/auto-hMDS

auto-hMDS: a large heterogeneous multilingual multi-document summarization corpus

Primary LanguageJava

The auto-hMDS Corpus

The auto-hMDS corpus is a (a) large, (b) heterogeneous, (c) multilingual, (d) multi-document summarization corpus. The corpus is an automatically generated extension of the manually created hMDS corpus (https://github.com/AIPHES/hMDS).

Size

language topics uncompressed size source documents
de 2,210 1,8 GB 10,454
en 5,106 12,5 GB 54,290
total 7,316 14,3 GB 64,744

Reference

If you plan to refer to auto-hMDS Corpus in your publications, please cite the corresponding LREC 2018 paper:

@InProceedings{Zopf2018autohMDS,
  author    = {Zopf, Markus},
  title     = {auto-hMDS: Automatic Construction of a Large Heterogeneous Multilingual Multi-Document Summarization Corpus},
  booktitle = {Proceedings of the 11th International Conference on Language Resources and Evaluation (LREC 2018)},
  month     = {May},
  year      = {2018},
  address   = {Miyazaki, Japan},
  publisher = {Association for Computational Linguistics},
  pages     = {3228--3233},
  website = {https://github.com/AIPHES/auto-hMDS}
}

Folder/File Hierarchy

Below the top-level folder, the language-specific parts of the corpus can be found. Language-specific folder names have the pattern "auto-hMDS-xx" where xx indicates the language. Currently, the corpus contains English "auto-hMDS-en" and German "auto-hMDS-de" topics.

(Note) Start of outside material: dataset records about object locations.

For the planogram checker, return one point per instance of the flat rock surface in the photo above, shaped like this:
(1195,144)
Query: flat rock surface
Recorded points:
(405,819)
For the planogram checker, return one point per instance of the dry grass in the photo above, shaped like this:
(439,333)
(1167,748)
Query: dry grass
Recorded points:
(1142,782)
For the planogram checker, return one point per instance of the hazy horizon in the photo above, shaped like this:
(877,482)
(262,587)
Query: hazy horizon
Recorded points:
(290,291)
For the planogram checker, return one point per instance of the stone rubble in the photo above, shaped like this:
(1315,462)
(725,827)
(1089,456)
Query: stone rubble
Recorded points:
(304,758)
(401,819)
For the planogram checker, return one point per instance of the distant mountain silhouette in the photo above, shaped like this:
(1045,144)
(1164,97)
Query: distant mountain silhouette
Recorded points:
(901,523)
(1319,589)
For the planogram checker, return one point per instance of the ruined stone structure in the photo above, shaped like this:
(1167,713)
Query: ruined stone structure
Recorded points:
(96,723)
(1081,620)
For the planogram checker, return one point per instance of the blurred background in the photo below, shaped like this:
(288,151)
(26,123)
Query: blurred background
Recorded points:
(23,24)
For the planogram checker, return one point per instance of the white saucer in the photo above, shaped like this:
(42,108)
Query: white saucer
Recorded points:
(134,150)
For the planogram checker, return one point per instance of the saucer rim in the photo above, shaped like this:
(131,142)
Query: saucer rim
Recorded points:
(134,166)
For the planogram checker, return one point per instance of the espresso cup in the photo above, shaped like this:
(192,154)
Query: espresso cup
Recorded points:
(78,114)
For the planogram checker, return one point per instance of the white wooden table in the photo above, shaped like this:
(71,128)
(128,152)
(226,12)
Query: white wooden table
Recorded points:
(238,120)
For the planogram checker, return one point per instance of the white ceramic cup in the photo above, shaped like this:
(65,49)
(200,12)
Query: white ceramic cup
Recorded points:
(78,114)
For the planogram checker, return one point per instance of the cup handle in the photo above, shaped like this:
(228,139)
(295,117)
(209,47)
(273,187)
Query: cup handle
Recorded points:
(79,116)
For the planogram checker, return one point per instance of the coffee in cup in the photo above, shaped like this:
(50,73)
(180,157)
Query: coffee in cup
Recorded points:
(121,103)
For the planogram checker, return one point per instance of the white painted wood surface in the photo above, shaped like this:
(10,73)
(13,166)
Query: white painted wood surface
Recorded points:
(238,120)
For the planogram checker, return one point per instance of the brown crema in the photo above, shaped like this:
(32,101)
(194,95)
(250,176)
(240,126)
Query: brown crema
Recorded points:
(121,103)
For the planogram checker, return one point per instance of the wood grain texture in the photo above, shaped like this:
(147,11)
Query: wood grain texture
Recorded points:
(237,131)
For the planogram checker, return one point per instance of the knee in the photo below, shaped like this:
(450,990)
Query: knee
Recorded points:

In every language-specific folder, the topics can be found. The topic folders follow the pattern "x_y_z". - x indicates the topic id which equals the Wikipedia pageid. For topic "25_799993248_Autism", the topic id is 25 (http://en.wikipedia.org/?curid=25). - y indicates the revision id of the Wikipedia article. For topic "25_799993248_Autism", we included revision 799993248 in our corpus (https://en.wikipedia.org/w/index.php?title=Autism&oldid=799993248). - z indicates the topic name. The topic name of topic "25_799993248_Autism" is therefore "Autism".

A list of all topics for every language can be found in the "topics-xx.txt" files where xx indicates the language.

We illustrate the corpus structure below.

- auto-hMDS corpus
	- auto-hMDS-de
		- 96_165707958_Argon
		- 97_168947548_Arsen
		- 101_167549035_Americium
		- 102_168948138_Atom
		- 140_168992757_Aristoteles
		- ...
	- auto-hMDS-en
		- 25_799993248_Autism
		- 621_798125813_Amphibian
		- 663_800770271_Apollo 8
		- 751_800460460_Aikido
		- 798_797054480_Aries (constellation)
		- ...

Every topic has 2 sub-folders "input" and "reference".

The reference folder contains the original summary in the file "reference.txt" and a sentence-segmented version in the file "reference-segmented.txt". Every line in a "reference-segmented.txt" file contains one sentence. For every line (i.e. sentence) in "reference-segmented.txt" source web pages have been retrieved. The URLs of the web pages can be found in the "sentence_x_urls.txt" files where x indicates the sentence index. The first sentence index in "reference-segmented.txt" has index 0. The first line in "sentence_x_urls.txt" contains the sentence text and the following lines contain one URL per line.

Summaries, sentence-segmented summaries, and the URL lists for individual sentences can be found in the file auto-hMDS reference.zip.

The input folder contains the input documents which have to be summarized (see next section for more information). The input files have the pattern "sentence_x_y.*" where x indicates the sentences id and y indicates the link id. Note that neither the sentences ids nor the link ids have to be consecutively numbered. Links were skipped if a web pages was not retrievable. Sentences where skipped if all links of a sentence were not retrievable.

We provide 2 versions of every input document. *.html files contain the HTML code of the retrieved web page. *.html.ke.txt files contain all visible content of the web pages. The visible content has been extracted with the Boilerpipe Keep Everything boilerplate removal tool and does not contain HTML tags anymore. The structure of the topic folders is illustrated below.

- 96_165707958_Argon
	-input
		- collected_sentence_ids.txt
		- sentence_1_1.html
		- sentence_1_1.html.ke.txt
		- sentence_2_1.html
		- sentence_2_1.html.ke.txt
		- ...
	-reference
		- reference.txt
		- reference-segmented.txt
		- sentence_0_urls.txt
		- sentence_1_urls.txt
		- sentence_2_urls.txt
		- ...

Obtaining the Full Corpus

We are not allowed to share the corpus via Github due to copyright reasons. Hence, the file "auto-hMDS reference.zip" only contains the references (i.e., summaries) for the topics and not the downloaded web pages. To mitigate this issue, we include in every input folder a file named "collected_sentence_ids.txt" which contains a list of links of the web pages which have been included in the corpus. The web pages can be downloaded with the provided script in the file "InputDownloadScript.java". To download the web pages, the cromedriver.exe from Selenium (https://www.seleniumhq.org/) is required. The cromedriver.exe can be downloaded here: http://chromedriver.chromium.org/downloads and has to be stored in the /res folder of the Java project. Unfortunately, we found that some web pages are no longer available which means that the quality of the corpus created with the Java script might suffer.